Misalnya seorang konsumen membeli sabun merek X di supermarket, ia tidak membeli sabun merek A, B, C, D, atau lainnya, karena sabun merek X menyediakan komposisi bahan sesuai kebutuhannya, dibandingkan dengan sabun merek lain, artinya produsen sabun merek X telah “tepat” membuat produk sesuai kebutuhan si konsumen tadi. Hal ini hampir sama dalam kontestasi elektoral, ketika pemilih berada di dalam bilik suara, hanya memilih satu kontestan padahal banyak kontestan lain di kertas suara itu.
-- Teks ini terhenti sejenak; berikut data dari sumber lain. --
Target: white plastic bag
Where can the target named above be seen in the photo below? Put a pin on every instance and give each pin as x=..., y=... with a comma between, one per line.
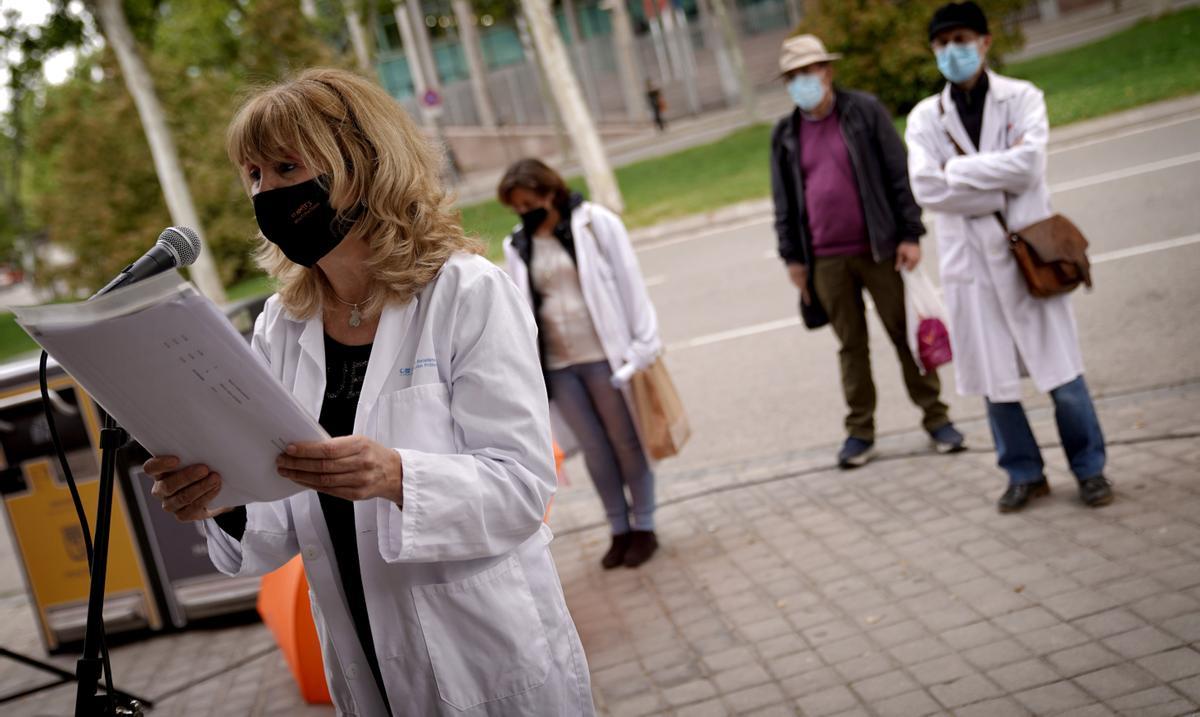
x=922, y=301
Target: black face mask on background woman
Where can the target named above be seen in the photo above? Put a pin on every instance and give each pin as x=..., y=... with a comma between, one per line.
x=300, y=221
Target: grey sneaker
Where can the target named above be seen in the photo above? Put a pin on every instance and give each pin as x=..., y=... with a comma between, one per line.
x=855, y=452
x=947, y=439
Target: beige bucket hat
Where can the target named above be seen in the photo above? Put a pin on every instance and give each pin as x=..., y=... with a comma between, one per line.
x=803, y=50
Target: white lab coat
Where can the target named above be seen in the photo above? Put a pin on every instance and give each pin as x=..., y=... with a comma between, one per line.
x=999, y=331
x=467, y=613
x=612, y=287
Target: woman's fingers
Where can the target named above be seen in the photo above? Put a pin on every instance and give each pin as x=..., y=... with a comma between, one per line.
x=160, y=464
x=191, y=496
x=171, y=483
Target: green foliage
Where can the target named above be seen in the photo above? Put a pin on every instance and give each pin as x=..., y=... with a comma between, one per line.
x=1151, y=61
x=886, y=43
x=101, y=196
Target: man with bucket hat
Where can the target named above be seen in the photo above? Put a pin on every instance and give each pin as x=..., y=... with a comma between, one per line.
x=845, y=221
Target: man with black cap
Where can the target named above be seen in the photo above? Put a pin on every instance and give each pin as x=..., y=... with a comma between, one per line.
x=977, y=157
x=846, y=220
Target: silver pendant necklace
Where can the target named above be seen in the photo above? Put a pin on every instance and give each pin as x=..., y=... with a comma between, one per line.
x=355, y=319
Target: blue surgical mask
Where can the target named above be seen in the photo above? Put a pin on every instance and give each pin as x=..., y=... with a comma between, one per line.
x=807, y=91
x=959, y=62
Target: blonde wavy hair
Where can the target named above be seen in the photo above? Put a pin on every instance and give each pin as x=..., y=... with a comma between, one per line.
x=383, y=173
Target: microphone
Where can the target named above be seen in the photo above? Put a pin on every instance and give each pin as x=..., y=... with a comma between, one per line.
x=177, y=246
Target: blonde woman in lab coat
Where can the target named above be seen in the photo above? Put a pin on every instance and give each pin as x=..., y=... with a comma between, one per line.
x=976, y=149
x=420, y=523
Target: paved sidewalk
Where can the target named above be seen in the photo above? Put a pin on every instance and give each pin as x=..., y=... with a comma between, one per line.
x=789, y=588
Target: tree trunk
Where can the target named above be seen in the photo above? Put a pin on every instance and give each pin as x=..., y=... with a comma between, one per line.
x=733, y=48
x=111, y=17
x=627, y=61
x=469, y=38
x=358, y=36
x=601, y=181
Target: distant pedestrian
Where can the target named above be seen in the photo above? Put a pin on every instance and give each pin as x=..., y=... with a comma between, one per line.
x=978, y=148
x=846, y=221
x=658, y=106
x=595, y=326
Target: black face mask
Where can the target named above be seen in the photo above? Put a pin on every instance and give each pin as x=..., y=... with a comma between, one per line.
x=533, y=220
x=300, y=221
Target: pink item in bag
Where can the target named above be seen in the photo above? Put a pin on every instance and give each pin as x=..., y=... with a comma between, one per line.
x=934, y=343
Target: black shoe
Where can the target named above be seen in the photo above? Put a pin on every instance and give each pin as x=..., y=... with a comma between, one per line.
x=1019, y=494
x=616, y=554
x=855, y=452
x=641, y=546
x=1096, y=492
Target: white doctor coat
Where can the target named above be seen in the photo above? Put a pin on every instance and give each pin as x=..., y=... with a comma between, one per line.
x=612, y=287
x=999, y=331
x=465, y=603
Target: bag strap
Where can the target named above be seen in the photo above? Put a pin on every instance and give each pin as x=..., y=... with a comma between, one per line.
x=1000, y=217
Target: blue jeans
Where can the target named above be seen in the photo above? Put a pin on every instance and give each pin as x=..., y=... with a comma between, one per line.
x=1078, y=427
x=598, y=416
Artinya kontestan yang dipilih dinilai telah “tepat” membuat produk politik berupa visi, misi, ideologi, rekam jejak, dan platform politik sesuai ekspektasinya.

Karakteristik Pemilih

Menurut Firmanzah (2008) terdapat dua arus besar tipe pemilih dalam pemilu, yaitu tipe policy problem solving dan tipe aspek persamaan.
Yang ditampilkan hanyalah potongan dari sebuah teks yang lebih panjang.